The raucous bar where Baxter consumes an unrealistic number of martinis (about 14 olives in the circle when he's done) and picks up the blond gal who asks about Castro. It looks like a classic Manhattan bar rather than a created set, but maybe they fooled me. Anybody know?
There used to be hundreds of bars like that in NYC when this film was made; now there are only dozens. That said, I'm guessing that that particular scene was filmed on a set in LA.
@jpg: I was wrong. The bar where that scene was filmed is a real New York one: the Emerald Inn on Columbus at 69th. But if you want to see it before it disappears, you have 62 days -it closes at the end of April.
I had the pleasure of attending two birthday parties at the Emerald back in 2008 and '09. Very friendly atmosphere, but not a lot of leg room once it got crowded (as in the film).
hmmm, I wouldn't trust that info without additional verification. In 1960, it would have made much more sense from technical and financial perspectives to recreate the bar on a Hollywood set than to try filming a complex scene in such a claustrophobic space.
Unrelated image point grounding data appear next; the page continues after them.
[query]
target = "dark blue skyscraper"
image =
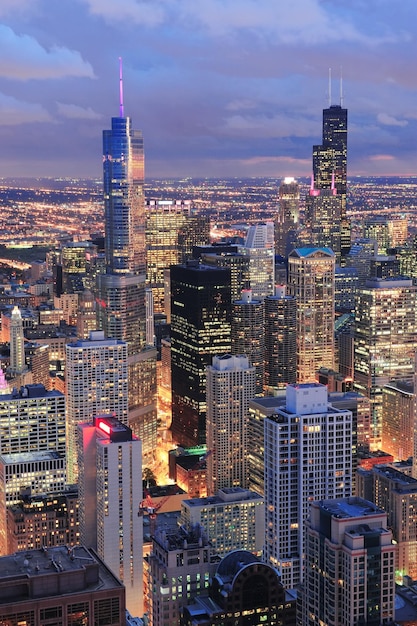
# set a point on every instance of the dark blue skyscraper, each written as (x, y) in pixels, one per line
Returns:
(121, 290)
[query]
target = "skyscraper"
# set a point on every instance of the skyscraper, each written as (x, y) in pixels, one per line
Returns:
(248, 333)
(311, 281)
(308, 456)
(385, 340)
(259, 247)
(121, 290)
(96, 383)
(17, 343)
(230, 386)
(110, 491)
(349, 573)
(200, 329)
(330, 164)
(286, 221)
(280, 340)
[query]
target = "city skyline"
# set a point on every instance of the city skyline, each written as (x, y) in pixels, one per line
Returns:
(217, 92)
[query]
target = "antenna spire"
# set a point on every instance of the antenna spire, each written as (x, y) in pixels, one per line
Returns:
(121, 107)
(330, 87)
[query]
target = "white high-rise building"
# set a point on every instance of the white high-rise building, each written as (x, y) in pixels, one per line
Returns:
(311, 281)
(350, 565)
(17, 343)
(308, 456)
(96, 384)
(110, 492)
(230, 387)
(259, 247)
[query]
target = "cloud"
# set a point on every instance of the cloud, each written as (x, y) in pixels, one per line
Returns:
(382, 157)
(388, 120)
(15, 112)
(23, 58)
(149, 13)
(297, 22)
(73, 111)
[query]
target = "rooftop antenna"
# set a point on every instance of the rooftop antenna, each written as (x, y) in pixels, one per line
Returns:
(121, 107)
(330, 86)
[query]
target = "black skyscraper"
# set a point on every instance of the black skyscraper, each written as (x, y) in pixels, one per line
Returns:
(330, 164)
(200, 329)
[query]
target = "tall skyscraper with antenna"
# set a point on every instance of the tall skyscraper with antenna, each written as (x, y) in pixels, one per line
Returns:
(121, 290)
(330, 162)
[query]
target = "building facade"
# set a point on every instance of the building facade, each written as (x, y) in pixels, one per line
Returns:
(308, 455)
(350, 559)
(231, 383)
(311, 282)
(110, 492)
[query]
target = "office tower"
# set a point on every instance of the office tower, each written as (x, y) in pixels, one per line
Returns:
(308, 456)
(230, 386)
(280, 355)
(259, 247)
(385, 340)
(396, 493)
(349, 572)
(376, 228)
(246, 589)
(237, 263)
(17, 343)
(200, 329)
(311, 282)
(233, 519)
(181, 563)
(110, 491)
(32, 420)
(248, 333)
(330, 164)
(78, 262)
(164, 220)
(59, 586)
(49, 520)
(195, 232)
(259, 409)
(346, 282)
(323, 219)
(286, 221)
(96, 383)
(86, 314)
(121, 289)
(359, 257)
(37, 359)
(397, 426)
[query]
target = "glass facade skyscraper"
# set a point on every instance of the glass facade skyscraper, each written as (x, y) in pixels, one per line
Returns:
(121, 290)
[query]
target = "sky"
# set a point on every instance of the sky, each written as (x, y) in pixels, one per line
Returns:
(220, 88)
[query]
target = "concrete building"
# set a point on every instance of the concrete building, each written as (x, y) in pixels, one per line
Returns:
(243, 591)
(385, 339)
(230, 386)
(110, 492)
(233, 519)
(259, 247)
(308, 455)
(311, 282)
(280, 338)
(398, 417)
(248, 334)
(96, 383)
(349, 569)
(181, 564)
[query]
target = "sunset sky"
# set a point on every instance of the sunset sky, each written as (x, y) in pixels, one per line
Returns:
(218, 87)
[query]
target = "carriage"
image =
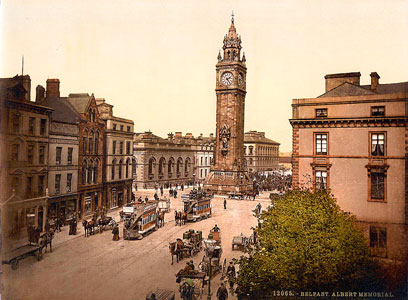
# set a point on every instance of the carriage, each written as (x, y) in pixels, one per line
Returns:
(240, 241)
(197, 205)
(161, 294)
(164, 205)
(142, 221)
(196, 281)
(213, 252)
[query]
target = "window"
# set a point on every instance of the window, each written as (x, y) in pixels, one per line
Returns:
(69, 159)
(378, 241)
(113, 169)
(58, 155)
(16, 122)
(321, 143)
(41, 179)
(15, 148)
(31, 126)
(321, 112)
(377, 111)
(41, 157)
(84, 145)
(377, 185)
(377, 144)
(321, 180)
(121, 148)
(69, 183)
(127, 147)
(57, 183)
(29, 189)
(30, 154)
(43, 126)
(120, 169)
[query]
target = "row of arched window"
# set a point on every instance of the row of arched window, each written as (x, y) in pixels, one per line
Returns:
(89, 171)
(90, 141)
(169, 167)
(117, 168)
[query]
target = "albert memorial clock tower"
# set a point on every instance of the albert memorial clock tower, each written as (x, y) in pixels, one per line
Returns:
(229, 173)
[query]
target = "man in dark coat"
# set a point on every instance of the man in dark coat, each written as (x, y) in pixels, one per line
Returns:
(115, 232)
(222, 293)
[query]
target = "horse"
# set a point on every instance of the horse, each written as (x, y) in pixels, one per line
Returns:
(88, 227)
(174, 251)
(160, 219)
(46, 239)
(103, 222)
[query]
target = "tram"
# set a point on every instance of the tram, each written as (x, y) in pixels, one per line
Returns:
(197, 205)
(142, 221)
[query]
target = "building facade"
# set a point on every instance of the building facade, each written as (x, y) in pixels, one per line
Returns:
(353, 140)
(260, 153)
(63, 152)
(118, 156)
(163, 162)
(24, 165)
(90, 158)
(229, 173)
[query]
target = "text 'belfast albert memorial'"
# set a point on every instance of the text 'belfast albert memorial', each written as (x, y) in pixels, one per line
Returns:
(68, 161)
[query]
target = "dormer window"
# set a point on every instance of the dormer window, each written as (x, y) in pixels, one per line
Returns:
(377, 111)
(321, 112)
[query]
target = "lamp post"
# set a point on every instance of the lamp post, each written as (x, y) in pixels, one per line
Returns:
(210, 254)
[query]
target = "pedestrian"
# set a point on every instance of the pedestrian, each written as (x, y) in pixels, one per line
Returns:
(222, 293)
(115, 232)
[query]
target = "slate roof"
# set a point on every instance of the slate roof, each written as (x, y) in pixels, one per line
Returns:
(349, 89)
(63, 110)
(79, 101)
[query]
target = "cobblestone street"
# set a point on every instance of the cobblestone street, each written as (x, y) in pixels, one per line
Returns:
(99, 268)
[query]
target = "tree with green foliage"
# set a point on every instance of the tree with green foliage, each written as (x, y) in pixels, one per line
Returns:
(306, 243)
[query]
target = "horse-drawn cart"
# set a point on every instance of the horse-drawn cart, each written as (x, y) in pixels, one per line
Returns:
(13, 257)
(164, 205)
(240, 241)
(161, 294)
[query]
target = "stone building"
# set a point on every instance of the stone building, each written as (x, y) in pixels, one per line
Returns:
(261, 154)
(353, 140)
(229, 173)
(63, 152)
(204, 156)
(161, 162)
(24, 166)
(90, 158)
(118, 156)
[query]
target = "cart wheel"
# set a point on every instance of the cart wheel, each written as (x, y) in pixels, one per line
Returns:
(39, 254)
(14, 264)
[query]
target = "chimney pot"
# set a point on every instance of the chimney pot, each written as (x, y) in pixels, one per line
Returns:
(53, 88)
(374, 80)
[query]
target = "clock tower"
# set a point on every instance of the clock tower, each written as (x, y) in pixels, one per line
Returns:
(229, 173)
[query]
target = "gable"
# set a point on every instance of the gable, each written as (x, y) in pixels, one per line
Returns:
(347, 89)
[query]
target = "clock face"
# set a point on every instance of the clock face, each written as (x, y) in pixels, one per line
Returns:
(226, 78)
(240, 80)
For example, while it would appear that Hitchcock filmed the restaurant scenes in Vertigo in the real Ernie's, he simply recreated (and rearranged) Ernie's on a set.
I read both, but newspapers sometimes get it wrong. If they built an exact replica of the bar as a set, someone could have assumed they actually filmed in the bar, but I'm just saying that it doesn't seem likely tey would have done it that way in 1960.
Just to set things straight, once and for all; none of The Apartment was filmed in Manhattan, not even the scenes on the streets. All of these sets were the creations of the brilliant art director, Alexander Trauner, and they were built on sound stages on the old Goldwyn lot, on Formosa Avenue off Santa Monica Boulevard, in West Hollywood.
I stand half corrected. I agree about Central Park, but I'm not sure what you're referring to about the apartment, since that building was a set at the Goldwyn Studio.